Got $1,000? Buy These 3 Under-$20 Growth Stocks to Earn Higher Returns

These under-$20 growth stocks can deliver solid returns in the long run.

| More on:

Growth stocks have witnessed a substantial selloff over the last few months. The Federal Reserve of the United States has hiked interest rates multiple times this year and expects to raise them further amid concerns over high inflation. The increase in interest rates has raised borrowing costs, thus contracting the margins of growth stocks, which require substantial capital to fund their growth initiatives. So, these concerns have led to a sharp correction in growth stocks.

However, the steep pullback has offered an excellent entry point for long-term investors. If you are ready to invest, here are three top growth stocks you can buy for under $20.

BlackBerry

Yesterday, BlackBerry (TSX:BB)(NYSE:BB) reported better-than-expected first-quarter earnings. Its revenue came in at US$168 million, beating analysts’ expectations by US$8 million. The strong performance from its IoT segment drove its top line. Year over year, its revenue from the IoT segment increased by 18.6%, while its revenue from the cybersecurity segment grew by 5.6%. Meanwhile, its adjusted net losses came in at $0.05/share, which is in line with expectations.

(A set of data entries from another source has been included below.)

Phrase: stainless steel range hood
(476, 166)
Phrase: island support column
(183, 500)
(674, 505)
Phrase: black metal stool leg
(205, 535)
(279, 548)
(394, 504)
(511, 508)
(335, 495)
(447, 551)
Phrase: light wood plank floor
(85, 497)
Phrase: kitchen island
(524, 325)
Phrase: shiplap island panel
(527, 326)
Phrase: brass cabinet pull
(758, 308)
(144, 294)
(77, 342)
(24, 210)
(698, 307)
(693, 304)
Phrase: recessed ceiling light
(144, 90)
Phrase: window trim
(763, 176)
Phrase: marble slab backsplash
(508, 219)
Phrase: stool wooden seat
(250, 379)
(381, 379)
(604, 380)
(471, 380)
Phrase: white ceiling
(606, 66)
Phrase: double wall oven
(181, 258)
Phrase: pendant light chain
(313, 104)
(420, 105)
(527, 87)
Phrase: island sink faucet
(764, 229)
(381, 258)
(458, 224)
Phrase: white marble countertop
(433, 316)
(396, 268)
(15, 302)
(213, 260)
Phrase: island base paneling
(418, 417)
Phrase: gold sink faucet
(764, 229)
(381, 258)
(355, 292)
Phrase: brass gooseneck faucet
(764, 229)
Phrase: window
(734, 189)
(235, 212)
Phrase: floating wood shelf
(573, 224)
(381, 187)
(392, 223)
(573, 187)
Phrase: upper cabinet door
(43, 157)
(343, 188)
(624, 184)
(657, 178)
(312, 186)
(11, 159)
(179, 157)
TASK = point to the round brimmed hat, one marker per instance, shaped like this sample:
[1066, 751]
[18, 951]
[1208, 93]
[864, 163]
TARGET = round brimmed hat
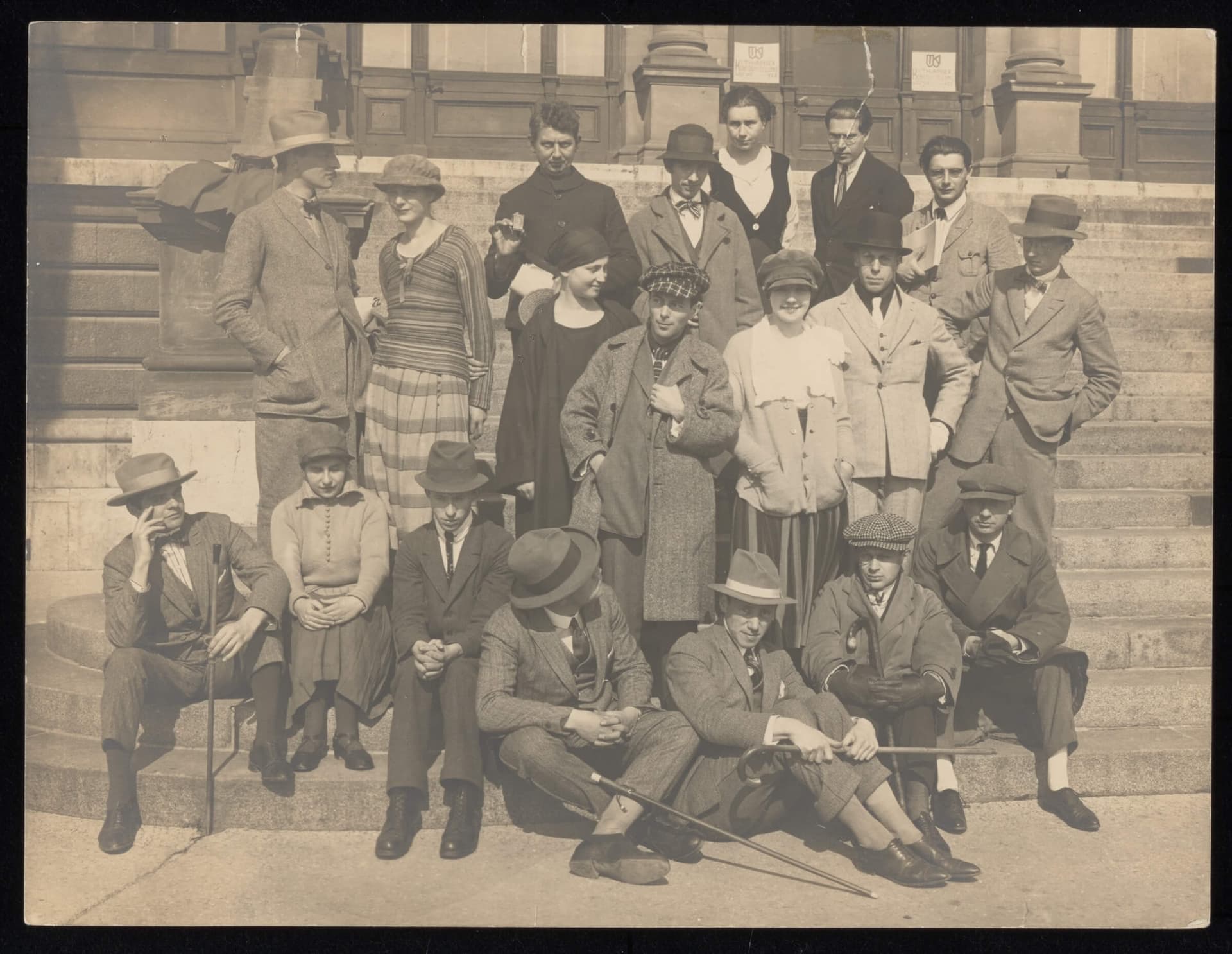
[550, 565]
[1050, 217]
[452, 467]
[411, 171]
[884, 530]
[753, 578]
[989, 482]
[146, 473]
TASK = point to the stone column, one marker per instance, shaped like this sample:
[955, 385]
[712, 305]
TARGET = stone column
[1038, 107]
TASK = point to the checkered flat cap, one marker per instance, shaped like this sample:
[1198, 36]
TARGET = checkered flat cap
[889, 532]
[676, 277]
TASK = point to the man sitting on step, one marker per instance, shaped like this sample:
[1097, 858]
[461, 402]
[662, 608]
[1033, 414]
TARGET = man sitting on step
[1008, 612]
[157, 589]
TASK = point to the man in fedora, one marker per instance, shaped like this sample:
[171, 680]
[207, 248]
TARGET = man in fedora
[1024, 407]
[155, 584]
[687, 225]
[450, 576]
[739, 694]
[1012, 620]
[309, 345]
[563, 683]
[891, 339]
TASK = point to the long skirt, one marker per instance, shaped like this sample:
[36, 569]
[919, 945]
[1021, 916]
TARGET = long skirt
[407, 412]
[806, 550]
[359, 655]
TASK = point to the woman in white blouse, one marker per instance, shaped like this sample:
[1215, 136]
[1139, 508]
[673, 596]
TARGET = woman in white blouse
[752, 179]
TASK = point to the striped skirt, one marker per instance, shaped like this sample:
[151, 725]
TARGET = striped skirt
[408, 411]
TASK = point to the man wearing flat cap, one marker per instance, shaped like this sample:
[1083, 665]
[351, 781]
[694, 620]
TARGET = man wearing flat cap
[155, 584]
[1023, 407]
[1012, 620]
[885, 646]
[651, 408]
[687, 225]
[309, 345]
[563, 683]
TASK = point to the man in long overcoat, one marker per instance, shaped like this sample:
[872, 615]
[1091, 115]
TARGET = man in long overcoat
[652, 406]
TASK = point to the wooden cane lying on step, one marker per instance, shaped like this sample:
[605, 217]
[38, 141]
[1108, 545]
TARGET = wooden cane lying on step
[742, 767]
[615, 788]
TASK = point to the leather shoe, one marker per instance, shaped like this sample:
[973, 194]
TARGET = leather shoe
[1067, 806]
[120, 829]
[903, 867]
[266, 759]
[461, 835]
[948, 811]
[617, 857]
[350, 750]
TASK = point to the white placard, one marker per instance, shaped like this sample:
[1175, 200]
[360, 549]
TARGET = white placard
[755, 63]
[934, 72]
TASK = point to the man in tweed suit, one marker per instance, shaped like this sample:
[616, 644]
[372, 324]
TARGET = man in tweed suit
[311, 348]
[563, 682]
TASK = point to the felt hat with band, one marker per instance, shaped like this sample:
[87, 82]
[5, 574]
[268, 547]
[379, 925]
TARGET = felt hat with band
[146, 473]
[452, 467]
[753, 578]
[550, 565]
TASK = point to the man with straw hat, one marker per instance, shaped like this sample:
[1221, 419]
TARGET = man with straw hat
[155, 584]
[1023, 407]
[309, 347]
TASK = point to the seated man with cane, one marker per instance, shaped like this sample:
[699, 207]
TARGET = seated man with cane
[562, 681]
[884, 646]
[739, 694]
[157, 584]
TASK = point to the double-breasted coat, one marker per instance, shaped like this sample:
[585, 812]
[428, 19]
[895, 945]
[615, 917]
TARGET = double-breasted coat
[679, 506]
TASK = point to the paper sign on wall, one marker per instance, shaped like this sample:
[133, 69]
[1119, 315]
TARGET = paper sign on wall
[934, 72]
[755, 63]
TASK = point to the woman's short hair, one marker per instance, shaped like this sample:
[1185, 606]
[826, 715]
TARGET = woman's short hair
[739, 96]
[556, 115]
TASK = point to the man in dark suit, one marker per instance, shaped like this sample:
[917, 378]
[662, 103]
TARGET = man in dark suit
[739, 694]
[850, 187]
[449, 577]
[155, 584]
[1002, 592]
[563, 683]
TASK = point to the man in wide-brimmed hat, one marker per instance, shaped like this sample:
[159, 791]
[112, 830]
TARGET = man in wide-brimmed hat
[309, 348]
[155, 584]
[563, 683]
[891, 339]
[739, 694]
[451, 575]
[687, 225]
[1023, 407]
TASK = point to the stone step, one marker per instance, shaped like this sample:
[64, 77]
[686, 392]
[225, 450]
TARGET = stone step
[1176, 592]
[1133, 549]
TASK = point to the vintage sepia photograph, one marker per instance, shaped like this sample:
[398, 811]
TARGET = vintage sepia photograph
[612, 475]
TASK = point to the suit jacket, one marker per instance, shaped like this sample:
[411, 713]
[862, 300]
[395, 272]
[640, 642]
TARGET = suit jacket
[877, 189]
[307, 288]
[885, 383]
[169, 616]
[733, 300]
[679, 517]
[525, 678]
[1028, 361]
[554, 206]
[979, 242]
[710, 684]
[429, 607]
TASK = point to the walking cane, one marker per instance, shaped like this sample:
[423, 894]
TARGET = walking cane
[615, 788]
[215, 559]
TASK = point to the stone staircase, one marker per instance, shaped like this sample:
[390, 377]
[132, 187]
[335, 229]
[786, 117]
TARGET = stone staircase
[1134, 550]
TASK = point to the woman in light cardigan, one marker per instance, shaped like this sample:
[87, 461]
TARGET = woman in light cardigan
[795, 444]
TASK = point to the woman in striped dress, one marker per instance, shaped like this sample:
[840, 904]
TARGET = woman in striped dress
[431, 372]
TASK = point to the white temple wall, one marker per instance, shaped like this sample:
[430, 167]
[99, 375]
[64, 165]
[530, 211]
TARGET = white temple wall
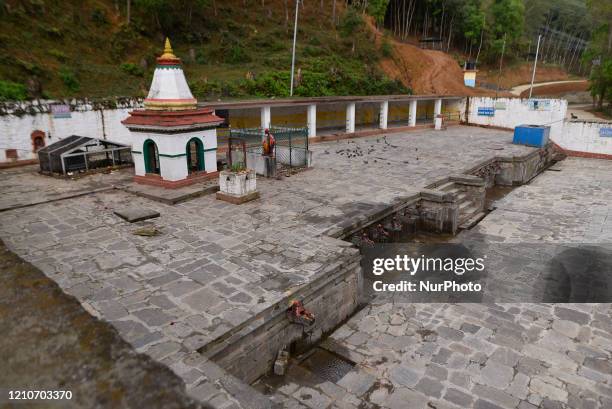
[100, 120]
[511, 112]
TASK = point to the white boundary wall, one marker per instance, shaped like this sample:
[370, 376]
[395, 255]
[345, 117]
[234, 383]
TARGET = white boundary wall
[100, 120]
[586, 136]
[510, 112]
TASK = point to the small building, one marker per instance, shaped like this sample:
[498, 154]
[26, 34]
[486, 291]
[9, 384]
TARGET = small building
[469, 74]
[174, 141]
[82, 154]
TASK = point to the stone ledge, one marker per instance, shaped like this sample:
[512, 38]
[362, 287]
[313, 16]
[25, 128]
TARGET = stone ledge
[226, 197]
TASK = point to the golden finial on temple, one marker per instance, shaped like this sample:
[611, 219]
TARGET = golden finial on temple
[168, 53]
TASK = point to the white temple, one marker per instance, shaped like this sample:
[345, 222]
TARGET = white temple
[174, 141]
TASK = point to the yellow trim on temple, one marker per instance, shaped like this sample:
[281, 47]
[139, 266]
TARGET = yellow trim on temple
[170, 105]
[168, 53]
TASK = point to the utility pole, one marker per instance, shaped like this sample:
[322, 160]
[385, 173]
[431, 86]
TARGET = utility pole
[501, 60]
[297, 3]
[535, 62]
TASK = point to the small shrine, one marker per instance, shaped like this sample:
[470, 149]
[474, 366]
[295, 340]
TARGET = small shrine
[174, 141]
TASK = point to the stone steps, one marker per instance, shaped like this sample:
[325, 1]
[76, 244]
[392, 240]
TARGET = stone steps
[472, 221]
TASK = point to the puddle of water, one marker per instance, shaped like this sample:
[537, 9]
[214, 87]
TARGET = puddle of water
[326, 365]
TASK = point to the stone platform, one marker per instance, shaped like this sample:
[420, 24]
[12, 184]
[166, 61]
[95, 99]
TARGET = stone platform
[216, 276]
[172, 196]
[490, 355]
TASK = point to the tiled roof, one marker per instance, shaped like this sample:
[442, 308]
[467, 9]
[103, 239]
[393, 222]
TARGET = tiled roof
[172, 119]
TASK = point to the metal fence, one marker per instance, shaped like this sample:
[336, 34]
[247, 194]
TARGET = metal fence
[290, 150]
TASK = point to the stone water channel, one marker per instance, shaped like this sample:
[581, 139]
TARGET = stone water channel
[225, 287]
[437, 217]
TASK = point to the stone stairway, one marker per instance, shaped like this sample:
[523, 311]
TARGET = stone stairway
[302, 387]
[470, 211]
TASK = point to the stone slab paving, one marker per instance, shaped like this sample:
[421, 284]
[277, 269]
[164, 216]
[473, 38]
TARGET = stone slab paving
[217, 265]
[23, 186]
[510, 355]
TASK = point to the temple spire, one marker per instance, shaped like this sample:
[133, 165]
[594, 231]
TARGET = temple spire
[168, 53]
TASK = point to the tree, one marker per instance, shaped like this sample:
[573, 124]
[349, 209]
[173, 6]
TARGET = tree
[508, 17]
[378, 9]
[351, 23]
[599, 53]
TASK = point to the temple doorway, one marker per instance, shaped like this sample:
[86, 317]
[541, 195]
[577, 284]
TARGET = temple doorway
[195, 155]
[151, 156]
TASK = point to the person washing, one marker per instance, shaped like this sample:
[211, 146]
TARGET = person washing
[269, 143]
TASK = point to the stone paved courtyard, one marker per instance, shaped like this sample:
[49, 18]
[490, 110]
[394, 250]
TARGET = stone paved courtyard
[215, 266]
[508, 355]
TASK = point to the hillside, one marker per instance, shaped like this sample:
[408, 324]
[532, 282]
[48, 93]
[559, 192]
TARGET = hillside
[231, 49]
[236, 48]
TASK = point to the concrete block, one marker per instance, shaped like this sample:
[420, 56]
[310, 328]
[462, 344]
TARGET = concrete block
[133, 215]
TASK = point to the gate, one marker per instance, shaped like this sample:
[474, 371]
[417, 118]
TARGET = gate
[291, 149]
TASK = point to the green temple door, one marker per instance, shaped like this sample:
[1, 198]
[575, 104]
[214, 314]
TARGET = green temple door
[151, 156]
[195, 155]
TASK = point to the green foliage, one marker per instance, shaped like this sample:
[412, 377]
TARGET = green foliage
[98, 16]
[599, 53]
[508, 17]
[378, 9]
[237, 55]
[57, 54]
[69, 79]
[351, 23]
[386, 48]
[473, 19]
[12, 91]
[132, 69]
[200, 57]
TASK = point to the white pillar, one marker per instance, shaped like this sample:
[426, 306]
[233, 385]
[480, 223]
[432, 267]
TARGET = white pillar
[350, 117]
[437, 108]
[384, 114]
[265, 117]
[412, 114]
[311, 118]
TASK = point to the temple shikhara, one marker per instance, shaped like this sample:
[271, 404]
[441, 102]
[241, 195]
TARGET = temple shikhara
[174, 141]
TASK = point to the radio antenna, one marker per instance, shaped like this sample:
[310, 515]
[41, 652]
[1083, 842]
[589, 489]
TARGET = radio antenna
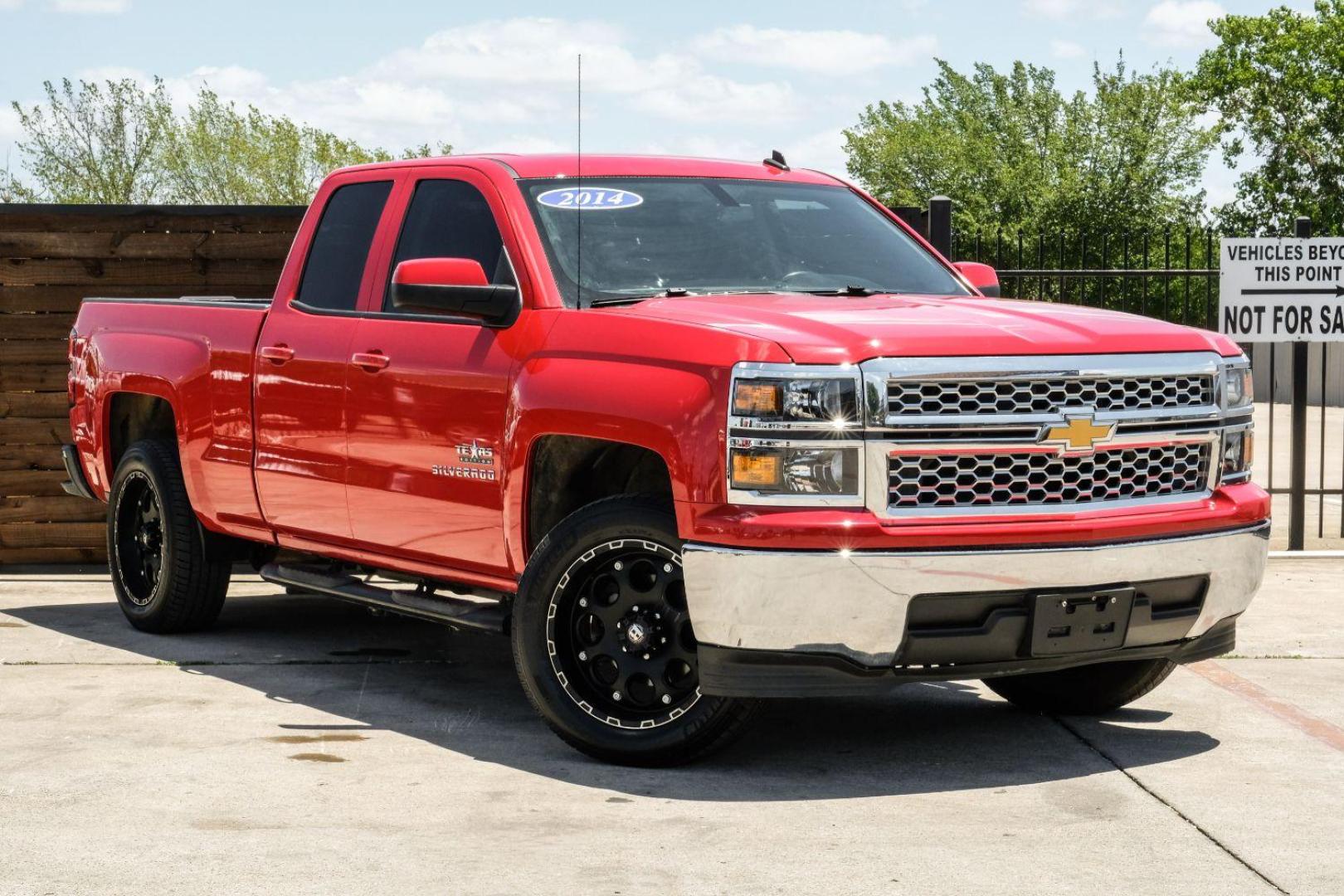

The rising demand for advanced driver-assistance systems and digital cockpits has increased the demand for BlackBerry’s products and services. The company’s QNX platform now runs in more than 215 million vehicles compared to 195 million in the previous year. The company’s IVY platform could be a substantial growth driver in the coming quarters, as it has received proof-of-concept trials from several OEMs. Notably, the rising demand for cybersecurity solutions could also benefit the company.

Despite its healthy growth potential, BlackBerry is trading at over 50% lower than its 52-week high, thus providing an excellent buying opportunity for long-term investors.

WELL Health Technologies

Given the convenience and cost effectiveness, more people are opting for telehealthcare services. So, I have picked WELL Health Technologies (TSX:WELL), a digital healthcare company, as my second pick. It facilitates healthcare practitioners to provide omnichannel services to patients. In May, the company’s revenue from omnichannel patient visits grew by 40% compared to the previous year.

The company is expanding its presence in the United States by acquiring Circle Medical and Wisp. These companies have crossed $110 million in the annualized revenue in May, with a positive adjusted EBITDA. The company has signed an agreement to acquire INLIV, which could expand its omnichannel network into Alberta. Also, its initiatives to optimize operating expenses and enhance synergies could boost its cash flows in the coming quarters.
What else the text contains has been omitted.